TDP takes Amaravati to Parliament, to seek central intervention

The Chandrababu Naidu-led Telugu Desam Party (TDP) has drawn up plans to take up Amaravati issue at the national level and raise it in Parliament during the upcoming winter session.


The raging debate over the fate of Amaravati, the proposed capital city of Andhra Pradesh, is set to find its echo in Parliament. The Chandrababu Naidu-led Telugu Desam Party (TDP) has drawn up plans to take up the issue at the national level and raise it in Parliament during the upcoming winter session.

The opposition party will seek the Centre’s intervention to save the project which is being “deliberately buried” by the YSR Congress Party government headed by Chief Minister YS Jagan Mohan Reddy.

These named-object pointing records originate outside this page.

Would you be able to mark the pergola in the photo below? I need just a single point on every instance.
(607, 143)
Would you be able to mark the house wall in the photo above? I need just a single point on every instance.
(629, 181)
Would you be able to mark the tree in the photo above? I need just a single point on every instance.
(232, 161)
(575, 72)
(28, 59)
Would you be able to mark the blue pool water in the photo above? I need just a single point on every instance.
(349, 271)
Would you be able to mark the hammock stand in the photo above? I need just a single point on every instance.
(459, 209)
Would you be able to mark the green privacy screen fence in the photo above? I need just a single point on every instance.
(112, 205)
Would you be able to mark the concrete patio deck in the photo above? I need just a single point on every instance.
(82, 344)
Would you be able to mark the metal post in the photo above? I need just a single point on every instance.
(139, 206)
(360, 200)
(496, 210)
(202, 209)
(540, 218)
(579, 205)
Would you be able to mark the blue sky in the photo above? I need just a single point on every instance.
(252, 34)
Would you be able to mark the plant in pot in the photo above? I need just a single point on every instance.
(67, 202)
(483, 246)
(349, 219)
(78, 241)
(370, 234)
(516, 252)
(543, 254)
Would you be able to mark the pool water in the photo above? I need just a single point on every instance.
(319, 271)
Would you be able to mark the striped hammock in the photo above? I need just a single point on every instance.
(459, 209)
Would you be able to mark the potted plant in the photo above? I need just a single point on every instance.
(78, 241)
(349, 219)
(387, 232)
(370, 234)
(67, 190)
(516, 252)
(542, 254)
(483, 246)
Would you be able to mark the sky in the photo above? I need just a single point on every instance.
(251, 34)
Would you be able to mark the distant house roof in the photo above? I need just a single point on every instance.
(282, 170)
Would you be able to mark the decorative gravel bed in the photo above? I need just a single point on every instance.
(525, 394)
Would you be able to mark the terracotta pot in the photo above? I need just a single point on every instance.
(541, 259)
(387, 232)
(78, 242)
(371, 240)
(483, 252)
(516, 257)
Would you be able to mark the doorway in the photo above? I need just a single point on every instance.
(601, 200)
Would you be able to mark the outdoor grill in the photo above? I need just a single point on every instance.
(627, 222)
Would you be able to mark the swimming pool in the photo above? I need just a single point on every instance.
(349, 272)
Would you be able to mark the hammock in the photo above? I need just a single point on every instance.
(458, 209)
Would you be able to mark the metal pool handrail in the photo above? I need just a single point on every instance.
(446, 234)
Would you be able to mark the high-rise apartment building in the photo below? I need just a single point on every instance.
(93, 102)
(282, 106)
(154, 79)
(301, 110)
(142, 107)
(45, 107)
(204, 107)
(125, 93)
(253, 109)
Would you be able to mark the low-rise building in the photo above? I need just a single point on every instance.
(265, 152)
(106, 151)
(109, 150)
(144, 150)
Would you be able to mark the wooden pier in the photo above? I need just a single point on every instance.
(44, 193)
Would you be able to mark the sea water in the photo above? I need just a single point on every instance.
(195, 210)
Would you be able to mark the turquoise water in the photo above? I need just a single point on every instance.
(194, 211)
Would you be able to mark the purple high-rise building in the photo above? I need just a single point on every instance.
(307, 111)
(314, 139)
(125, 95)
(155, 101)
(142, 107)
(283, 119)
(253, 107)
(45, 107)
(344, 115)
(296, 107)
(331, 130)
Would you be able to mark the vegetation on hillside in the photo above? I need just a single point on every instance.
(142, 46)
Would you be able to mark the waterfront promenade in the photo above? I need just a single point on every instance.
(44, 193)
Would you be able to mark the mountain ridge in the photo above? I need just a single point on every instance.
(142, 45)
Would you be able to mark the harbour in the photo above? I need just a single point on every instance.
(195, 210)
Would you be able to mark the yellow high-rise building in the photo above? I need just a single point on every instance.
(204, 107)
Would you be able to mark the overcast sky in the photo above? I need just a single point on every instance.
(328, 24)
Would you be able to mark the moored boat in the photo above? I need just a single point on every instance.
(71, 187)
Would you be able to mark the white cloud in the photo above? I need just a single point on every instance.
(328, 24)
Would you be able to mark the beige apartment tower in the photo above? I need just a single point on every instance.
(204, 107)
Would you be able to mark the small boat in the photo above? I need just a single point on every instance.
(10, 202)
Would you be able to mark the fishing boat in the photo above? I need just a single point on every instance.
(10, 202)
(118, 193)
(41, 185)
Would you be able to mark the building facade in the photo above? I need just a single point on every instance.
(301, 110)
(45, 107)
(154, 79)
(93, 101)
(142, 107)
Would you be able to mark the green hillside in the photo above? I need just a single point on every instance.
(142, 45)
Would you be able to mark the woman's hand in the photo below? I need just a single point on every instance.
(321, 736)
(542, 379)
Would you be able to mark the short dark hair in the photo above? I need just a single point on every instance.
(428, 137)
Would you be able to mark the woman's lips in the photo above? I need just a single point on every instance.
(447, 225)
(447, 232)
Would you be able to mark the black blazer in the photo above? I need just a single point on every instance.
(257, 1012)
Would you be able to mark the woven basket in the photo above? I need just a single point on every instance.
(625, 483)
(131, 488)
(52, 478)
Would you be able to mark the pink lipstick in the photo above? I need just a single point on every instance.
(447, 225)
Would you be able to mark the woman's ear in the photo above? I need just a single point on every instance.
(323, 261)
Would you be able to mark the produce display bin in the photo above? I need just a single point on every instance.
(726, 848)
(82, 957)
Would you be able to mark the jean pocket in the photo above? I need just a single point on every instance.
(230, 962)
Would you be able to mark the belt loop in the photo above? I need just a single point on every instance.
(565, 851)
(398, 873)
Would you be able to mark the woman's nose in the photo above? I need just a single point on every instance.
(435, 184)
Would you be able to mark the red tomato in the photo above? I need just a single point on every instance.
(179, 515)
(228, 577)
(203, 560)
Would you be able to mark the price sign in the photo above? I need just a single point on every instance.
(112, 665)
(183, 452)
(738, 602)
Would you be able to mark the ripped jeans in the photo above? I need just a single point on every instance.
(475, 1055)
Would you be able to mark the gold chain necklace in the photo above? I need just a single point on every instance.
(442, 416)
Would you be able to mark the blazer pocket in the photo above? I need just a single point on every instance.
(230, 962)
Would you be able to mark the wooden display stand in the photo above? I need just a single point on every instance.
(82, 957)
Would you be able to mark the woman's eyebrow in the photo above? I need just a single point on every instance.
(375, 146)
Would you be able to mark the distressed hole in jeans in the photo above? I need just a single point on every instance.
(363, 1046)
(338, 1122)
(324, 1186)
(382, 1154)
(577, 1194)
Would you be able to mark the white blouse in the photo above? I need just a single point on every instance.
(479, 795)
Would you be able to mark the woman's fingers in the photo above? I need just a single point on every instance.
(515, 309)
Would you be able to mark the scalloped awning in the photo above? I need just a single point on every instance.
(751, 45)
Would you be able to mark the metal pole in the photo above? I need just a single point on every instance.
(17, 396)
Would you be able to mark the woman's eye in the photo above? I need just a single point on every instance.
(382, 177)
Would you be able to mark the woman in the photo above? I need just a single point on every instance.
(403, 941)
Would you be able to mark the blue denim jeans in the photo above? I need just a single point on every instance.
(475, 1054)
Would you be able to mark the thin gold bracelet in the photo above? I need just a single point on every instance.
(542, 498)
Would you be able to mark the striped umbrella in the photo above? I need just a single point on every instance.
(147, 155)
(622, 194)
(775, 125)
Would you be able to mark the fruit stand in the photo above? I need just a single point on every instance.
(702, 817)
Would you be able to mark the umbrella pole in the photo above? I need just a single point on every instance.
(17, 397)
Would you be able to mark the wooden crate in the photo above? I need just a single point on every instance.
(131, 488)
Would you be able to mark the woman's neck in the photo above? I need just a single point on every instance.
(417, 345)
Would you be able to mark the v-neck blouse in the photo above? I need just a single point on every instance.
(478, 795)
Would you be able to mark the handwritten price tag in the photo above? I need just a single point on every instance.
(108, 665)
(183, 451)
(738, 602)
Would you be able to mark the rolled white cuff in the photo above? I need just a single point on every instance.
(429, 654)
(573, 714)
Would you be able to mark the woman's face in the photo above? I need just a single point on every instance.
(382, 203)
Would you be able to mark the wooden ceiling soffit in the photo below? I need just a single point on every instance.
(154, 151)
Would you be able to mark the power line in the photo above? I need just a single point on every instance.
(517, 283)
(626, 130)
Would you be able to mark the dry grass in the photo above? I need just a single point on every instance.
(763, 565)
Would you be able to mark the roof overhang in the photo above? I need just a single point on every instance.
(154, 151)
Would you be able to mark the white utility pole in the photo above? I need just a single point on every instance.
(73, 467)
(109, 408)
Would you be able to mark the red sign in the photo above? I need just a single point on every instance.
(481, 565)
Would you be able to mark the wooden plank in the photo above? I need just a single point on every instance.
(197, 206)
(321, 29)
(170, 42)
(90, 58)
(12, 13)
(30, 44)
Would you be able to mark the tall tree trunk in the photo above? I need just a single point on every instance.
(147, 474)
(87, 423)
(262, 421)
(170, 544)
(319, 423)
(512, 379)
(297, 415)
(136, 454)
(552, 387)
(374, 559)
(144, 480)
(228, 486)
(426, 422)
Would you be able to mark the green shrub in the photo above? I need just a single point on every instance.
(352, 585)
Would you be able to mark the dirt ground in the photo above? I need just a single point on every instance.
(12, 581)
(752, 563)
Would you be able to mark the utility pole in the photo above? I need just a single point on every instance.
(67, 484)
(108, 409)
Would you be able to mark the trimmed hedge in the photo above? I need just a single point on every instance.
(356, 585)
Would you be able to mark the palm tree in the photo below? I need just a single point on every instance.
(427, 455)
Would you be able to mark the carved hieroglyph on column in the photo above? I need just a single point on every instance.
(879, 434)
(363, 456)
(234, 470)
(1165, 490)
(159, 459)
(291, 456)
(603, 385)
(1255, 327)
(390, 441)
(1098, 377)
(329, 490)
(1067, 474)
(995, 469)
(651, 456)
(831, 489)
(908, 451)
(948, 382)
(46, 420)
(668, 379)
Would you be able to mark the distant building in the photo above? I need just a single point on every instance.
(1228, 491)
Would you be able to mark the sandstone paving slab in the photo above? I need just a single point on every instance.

The decision to take up the issue aggressively at the national level was taken at a meeting of the TDP Parliamentary Party meeting at Vundavalli near Vijawayada. The meeting was chaired by the party president Chandrababu Naidu who had conceived Amaravati as an ambitious river front capital city on a scale that India has “never seen before”.

Also read | YSRCP govt scraps Amaravati capital city startup area project

“We shall make use of every forum to raise the issue of Amaravati being dumped as the capital of Andhra. We will take up the issue in the Parliament during the Zero Hour or issue a notice for a discussion, so that the entire country should know what is happening to the dream capital of Amaravati at the ground level,” the TDP’s parliamentary party leader Galla Jayadev said.

Pullout spree

The TDP would compile ground reports and present them to various central departments to seek the Narendra Modi government’s intervention to ensure continuity in the works and restore confidence among the people about the project.

Ever since the change of guard in the state in May this year, there is a question mark over the fate of the ₹50,000 crore project. The YSRCP government has ordered the suspension of all works related to the mega project as part of its decision to review all major projects undertaken during the previous TDP regime.

Subsequently, the World Bank had pulled out of the project and dropped the loan proposal. There have been unconfirmed reports that Amaravati would be retained as “functional capital” with administrative headquarters while a “cluster of hubs” would be developed across the state — north coastal, south coastal and Rayalaseema regions.

The latest blow came when Singapore announced the closure of Amaravati capital city start-up area project with “mutual consent” of the state government.

Also read | Palnadu turns ground zero for Andhra revenge politics

A Singapore consortium comprising Ascendas Singbridge and Sembcorp Development had signed a Memorandum of Understanding (MoU) with the state government in 2017, when TDP was in power, to develop a 6.84-sq km start-up area in the new capital in three phases over a period of 15 years.

It was the first major real-estate venture that the Chandrababu Naidu government had undertaken under the Public-Private Partnership mode and selected the Singapore consortium.

TDP leaders have argued that the withdrawal of the Singapore consortium from Amaravati project does not augur well for the state.

“It is not the question of just one project being called off. It is the question of credibility of the state and lack of investment climate in the state. It will send wrong signals to potential investors who will think twice before putting their money in Andhra Pradesh not just in the capital but in any other project,” Jayadev said.

Farmers worried

The TDP MP said the farmers who had voluntarily given away their lands for the construction of Amaravati were now crest-fallen as the work on project had come to a halt. “They have moved the high court expressing concern over their fate in case the capital city is relocated,” he said.

On Thursday (Nov 14), the state high court admitted a petition filed by a group of farmers from Amaravati who challenged the state government’s decision to constitute an ‘expert committee’ to decide the fate of the upcoming capital. They argued that the committee was constituted in violation of the Andhra Pradesh Capital Region Development Authority (APCRDA) Act, 2014.

They said they had given away their lands to the government under land pooling system for the capital, hoping to get high returns. Now, their fate had become uncertain due to the talk of change of location of capital city.

Also read | World Bank: Dropped Amaravati project due to withdrawal of finance plea

The court issued notices to the Centre and the YSRCP government and posted the case for November 28.

A five-member committee comprising urban planning experts, headed by retired IAS officer G Nageswara Rao, completed its task of receiving suggestions from the people on the capital city location on November 12. It is expected to submit its report by the month-end.

A day after the withdrawal of Singapore consortium from the Amaravati start-up area city project on November 12, Finance Minister B Rajendranath Reddy made it clear that the government could not afford to develop the capital city at Amaravati as per the plan envisaged during the TDP regime.

He said it would take several decades to complete the project and the state government had neither time nor resources to take up the project in view of its own priorities of welfare and developmental programmes to be implemented in the entire state.